Sally Edwards takes issue with maximum heart rate altogether. See “Ten Reasons Why ‘220 Minus Age’ Is Just Plain Wrong,” in Sally’s blog. I agree with everything she says (oh, I’m so easily swayed). She even puts a name to the conversation test, attaching Carl Foster’s name to what I deem logical and obvious, if a little difficult to measure with precision. It is the 60-70% zone, zone 2, in which you can talk. Comfortably.

7   The wiki site gives labels to these approaches and calls the Runners’ World distinction the Karvonen method, quoting the formula as THR = ((HRmax − HRrest) × % intensity) + HRrest where it is agreed that heart rate reserve, HRR, is HRR = HRmax − HRrest,  entirely as I described it originally. The Karvonen study is criticised for ignoring the correlation between VO₂ max and HRR (some room for dispute, there), but I’d say personally that HRR is easy to measure and VO is panting - you soon know if you’re unfit to continue a training regime. Surely the idea is to use training to improve matters and that better information makes for better training in a feedback loop. That makes any science a source of encouragement to work more smartly, not to inflict damage.

8 If I assume I’m 10 years younger than the calendar says then the 220-age figures make sense again. Yes. I’m slowing down, but not by as much as some of the formulae say. Perhaps one should be measuring the immediate speed of return to a low target? I discussed this earlier and I have long said that this is what fitness ought to mean, knowing that it needs a defining adjective or two (aerobic fitness, aero-cardial fitness). I postulate a decay index, being the time it takes to drop bpm by say 25% of the training range (so for me from 155 to 125 might give something useful for interval training), but then we’d mean dropping from 95% to 65% of the intensity. Alternatively, decay would be the % drop from an arbitrary upper figure (95% again preferred by me) across a minute, but that assumes that a minute is shorter than the expected recovery time for interval training, else it’s not a lot of use.

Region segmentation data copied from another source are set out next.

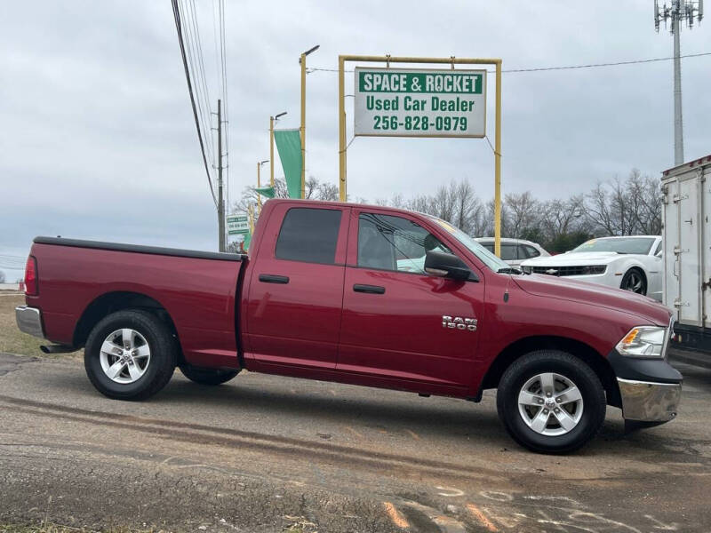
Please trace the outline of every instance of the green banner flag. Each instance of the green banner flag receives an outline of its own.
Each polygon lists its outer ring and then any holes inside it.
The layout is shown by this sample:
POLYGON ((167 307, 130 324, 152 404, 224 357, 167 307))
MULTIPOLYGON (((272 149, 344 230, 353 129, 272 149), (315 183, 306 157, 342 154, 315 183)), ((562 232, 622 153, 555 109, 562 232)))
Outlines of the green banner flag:
POLYGON ((275 130, 274 139, 279 150, 286 190, 290 198, 301 197, 301 136, 299 130, 275 130))
POLYGON ((274 198, 274 187, 255 187, 254 190, 257 191, 262 196, 267 196, 268 198, 274 198))

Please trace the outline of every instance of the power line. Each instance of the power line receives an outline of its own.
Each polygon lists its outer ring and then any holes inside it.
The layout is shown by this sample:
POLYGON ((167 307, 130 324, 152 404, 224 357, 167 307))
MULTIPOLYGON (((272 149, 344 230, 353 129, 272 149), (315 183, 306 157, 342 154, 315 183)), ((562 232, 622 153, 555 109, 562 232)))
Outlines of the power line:
MULTIPOLYGON (((711 52, 704 52, 701 53, 688 53, 679 56, 680 58, 699 58, 702 56, 709 56, 711 52)), ((548 70, 574 70, 578 68, 597 68, 600 67, 619 67, 622 65, 636 65, 641 63, 654 63, 656 61, 667 61, 673 60, 674 56, 667 58, 652 58, 651 60, 634 60, 631 61, 615 61, 611 63, 588 63, 587 65, 566 65, 563 67, 538 67, 534 68, 512 68, 508 70, 502 70, 501 73, 517 73, 517 72, 545 72, 548 70)), ((310 68, 309 72, 338 72, 338 68, 310 68)), ((354 72, 353 69, 345 70, 344 72, 354 72)), ((488 73, 492 74, 495 70, 487 70, 488 73)))
POLYGON ((203 154, 203 163, 205 167, 205 174, 207 175, 207 182, 210 185, 210 194, 212 195, 212 202, 217 206, 217 199, 215 198, 215 191, 212 189, 212 179, 210 177, 210 170, 207 165, 207 157, 205 156, 205 147, 203 142, 203 134, 200 131, 200 122, 197 118, 197 108, 195 103, 195 95, 193 94, 193 84, 190 81, 190 72, 188 68, 188 58, 185 53, 185 44, 183 43, 182 24, 180 22, 180 12, 178 7, 178 0, 171 0, 172 4, 172 14, 175 19, 175 29, 178 32, 178 44, 180 47, 180 56, 183 60, 183 69, 185 70, 185 79, 188 82, 188 92, 190 95, 190 105, 193 107, 193 117, 195 118, 195 126, 197 130, 197 139, 200 141, 200 151, 203 154))
MULTIPOLYGON (((188 43, 188 67, 190 70, 190 77, 195 80, 195 89, 197 100, 197 115, 200 118, 201 128, 206 140, 206 149, 211 167, 214 167, 215 155, 212 151, 214 135, 212 128, 212 115, 210 115, 210 100, 207 93, 207 85, 204 82, 204 76, 201 73, 200 64, 202 62, 202 46, 200 45, 199 33, 196 32, 196 13, 189 9, 189 4, 186 0, 179 3, 180 12, 182 15, 181 20, 186 20, 187 24, 182 27, 185 30, 185 40, 188 43)), ((214 176, 213 176, 214 177, 214 176)))
MULTIPOLYGON (((227 180, 227 197, 229 205, 229 99, 228 99, 228 77, 227 77, 227 44, 225 34, 225 0, 220 1, 220 62, 221 67, 222 82, 222 101, 225 105, 225 155, 226 155, 226 180, 227 180)), ((221 147, 220 147, 221 148, 221 147)))

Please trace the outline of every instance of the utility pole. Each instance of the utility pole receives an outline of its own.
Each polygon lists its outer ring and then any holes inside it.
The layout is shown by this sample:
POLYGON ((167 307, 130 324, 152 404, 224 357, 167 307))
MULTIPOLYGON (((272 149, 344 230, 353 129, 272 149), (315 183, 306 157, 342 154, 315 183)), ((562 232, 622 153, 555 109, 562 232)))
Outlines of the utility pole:
POLYGON ((274 117, 269 117, 269 187, 274 187, 274 117))
POLYGON ((683 119, 682 118, 682 60, 680 22, 686 20, 689 29, 693 28, 694 19, 701 22, 704 18, 703 0, 671 0, 667 7, 665 4, 659 9, 659 0, 654 0, 654 27, 659 31, 659 22, 671 20, 671 33, 674 36, 674 164, 683 163, 683 119))
POLYGON ((306 56, 319 48, 319 44, 301 54, 301 199, 306 197, 306 56))
POLYGON ((225 251, 225 200, 222 197, 222 100, 217 100, 217 223, 220 251, 225 251))

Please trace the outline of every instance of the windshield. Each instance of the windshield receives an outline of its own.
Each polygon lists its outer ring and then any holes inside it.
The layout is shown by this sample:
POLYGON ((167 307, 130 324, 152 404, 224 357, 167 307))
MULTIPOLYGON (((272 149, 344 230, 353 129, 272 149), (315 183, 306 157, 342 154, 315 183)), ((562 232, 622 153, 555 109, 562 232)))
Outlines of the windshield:
POLYGON ((457 241, 464 245, 465 248, 479 258, 479 259, 481 259, 484 265, 486 265, 494 272, 499 272, 500 269, 505 269, 507 271, 511 269, 511 266, 509 266, 507 263, 505 263, 499 259, 493 253, 486 250, 483 246, 479 244, 479 243, 475 241, 459 228, 455 227, 449 222, 445 222, 442 219, 437 219, 436 217, 430 216, 429 219, 430 220, 436 222, 440 227, 444 229, 452 237, 457 239, 457 241))
POLYGON ((617 253, 647 255, 651 250, 654 240, 653 237, 592 239, 571 250, 571 253, 577 251, 615 251, 617 253))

I have experimented recently (early June 2013) and it takes around 60 seconds for the pulse to fall from 160 to 130 on the treadmill, which represents having run at 16+ kph for a nominal track lap (or an equivalent with the incline turned up) and the wind-down may be a slow jog at between 6 and 10kph, though dropping the last 5 takes the last 20 seconds. Repeating this over two weeks improved the recovery rate and I went from 165 to 135 regularly in 45-50 secs, happy to go again at 135. This is continuing walk/jog at around 6 kph during recovery. Going from 150 to 120 was 75 seconds and again the last few, 130 to 120 are slow. I could actually stop to lower the demand level, but that would free up the machine...

small edits 20130814



9 Tanaka, Hirofumi; Monahan, Kevin D; Seals, Douglas R (2001). "Age-predicted maximal heart rate revisited". Journal of the American College of Cardiology 37 (1): 153–6. doi:10.1016/S0735-1097(00)01054-8. PMID 11153730.

11 Kolata, Gina (2001-04-24). 'Maximum' Heart Rate Theory Is Challenged. New York Times.

12 Robergs R and Landwehr R (2002). "The Surprising History of the "HRmax=220-age" Equation" (PDF). Journal of Exercise Physiology 5 (2): 1–10. ISSN 1097-9751. Retrieved 4-1-09.